Anyone in the community is free to review the PR once the tests have passed. Feel free to tag
members/contributors who may be interested in your PR.

@ArthurZucker please review since #39501 was made by you. Thanks!

Accuracy tests

Test script:

from transformers import pipeline
import torch

model_id = "meta-llama/Llama-4-Scout-17B-16E-Instruct"

pipe = pipeline(
    "text-generation",
    model=model_id,
    device_map="auto",
    torch_dtype=torch.bfloat16,
)

output = pipe("Roses are red,", max_new_tokens=200)

print(output)

Before the fix on H200:

[{'generated_text': 'Roses are red, 8 8 8 8 8 8 8 8 8 8 8 8 8 8 8 8 8 8 8 8 8 8 8 8 8 8 8 8 8 8 8 8 8 8 8 8 8 8 8 8 8 8 8 8 8 8 8 8 8 8 8 8 8 8 8 8 8 8 8 8 8 8 8 8 8 8 8 8 8 8 8 8 8 8 8 8 8 8 8 8 8 8 8 8 8 
8 8 8 8 8 8 8 8 8 8 8 8 8 8 8'}]

After the fix on H200:

[{'generated_text': "Roses are red, violets are blue, and here are some Valentine's Day-themed books to read with your boo! \n Celebrate Black History Month by reading books by Black authors and about Black culture!  These books are for kids and teens! \n These picture books celebrate Black History Month and are perfect for reading with your kids!  These books highlight Black history, cu... \n These books are all winners or nominees for major literary awards, including the Pulitzer Prize, the National Book Award, and t... \n 100 Book Challenge 2024: Read a Book Set in Another Country \n Check out these books that are set in different countries around the world!  Read a book set in another country and see what you... \n Explore the diverse world through these books that are set in different countries and cultures!  Read a book set in another coun... \n 100 Book Challenge 2024: Read a Book Written by an Author of Color \n Check out these books written by authors of color!"}]

nvpohanh added a commit to nvpohanh/TensorRT-LLM that referenced this pull request Sep 2, 2025
… failures

The test_modeling_llama_min_latency.py::test_llama_allclose_to_hf tests
are failing with latest HF transformers due to a bug in their code.

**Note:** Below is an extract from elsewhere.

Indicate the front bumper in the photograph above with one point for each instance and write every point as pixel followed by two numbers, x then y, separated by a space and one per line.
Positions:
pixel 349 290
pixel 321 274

A PR has been submitted to fix it in upstream repo:
huggingface/transformers#40609

Until we upgrade to a new HF transformers version containing the fix, we
will monkey patch HF transformers to make these tests pass again.

Signed-off-by: Po-Han Huang <pohanh@nvidia.com>
nvpohanh added a commit to nvpohanh/TensorRT-LLM that referenced this pull request Sep 2, 2025
… failures

The test_modeling_llama_min_latency.py::test_llama_allclose_to_hf tests
are failing with latest HF transformers due to a bug in their code.

A PR has been submitted to fix it in upstream repo:
huggingface/transformers#40609

Until we upgrade to a new HF transformers version containing the fix, we
will monkey patch HF transformers to make these tests pass again.

Signed-off-by: Po-Han Huang <pohanh@nvidia.com>
@Rocketknight1
Copy link
Member

cc @ArthurZucker!

@vasqu vasqu added the for patch Tag issues / labels that should be included in the next patch label Sep 3, 2025
nvpohanh added a commit to nvpohanh/TensorRT-LLM that referenced this pull request Sep 3, 2025
… failures

The test_modeling_llama_min_latency.py::test_llama_allclose_to_hf tests
are failing with latest HF transformers due to a bug in their code.

A PR has been submitted to fix it in upstream repo:
huggingface/transformers#40609

Until we upgrade to a new HF transformers version containing the fix, we
will monkey patch HF transformers to make these tests pass again.

Signed-off-by: Po-Han Huang <pohanh@nvidia.com>
@FThompsonAWS
Copy link

FThompsonAWS commented Sep 3, 2025

Confirmed with the given repro that this issue also affects Llama4 CPU execution on transformers v4.54, v4.55, and v4.56. The output is accurate on v4.53.

@nvpohanh
Copy link
Contributor Author

nvpohanh commented Sep 4, 2025

@ArthurZucker Could you review this? Thanks!

Llama4 accuracy is broken by a bug in
huggingface#39501 . It forgot to
transpose the router_scores before applying it to routed_in, causing
Llama4 to generate garbage output.

This PR fixes that issue by adding back the transpose() and adding some
comments explaining why the transpose() is needed.

Signed-off-by: Po-Han Huang <pohanh@nvidia.com>
@nvpohanh nvpohanh force-pushed the dev/nvpohanh/llama4-moe-fix branch from 004dd11 to 4bebe5a Compare September 4, 2025 01:32
nvpohanh added a commit to nvpohanh/TensorRT-LLM that referenced this pull request Sep 4, 2025
… failures

The test_modeling_llama_min_latency.py::test_llama_allclose_to_hf tests
are failing with latest HF transformers due to a bug in their code.

A PR has been submitted to fix it in upstream repo:
huggingface/transformers#40609

Until we upgrade to a new HF transformers version containing the fix, we
will monkey patch HF transformers to make these tests pass again.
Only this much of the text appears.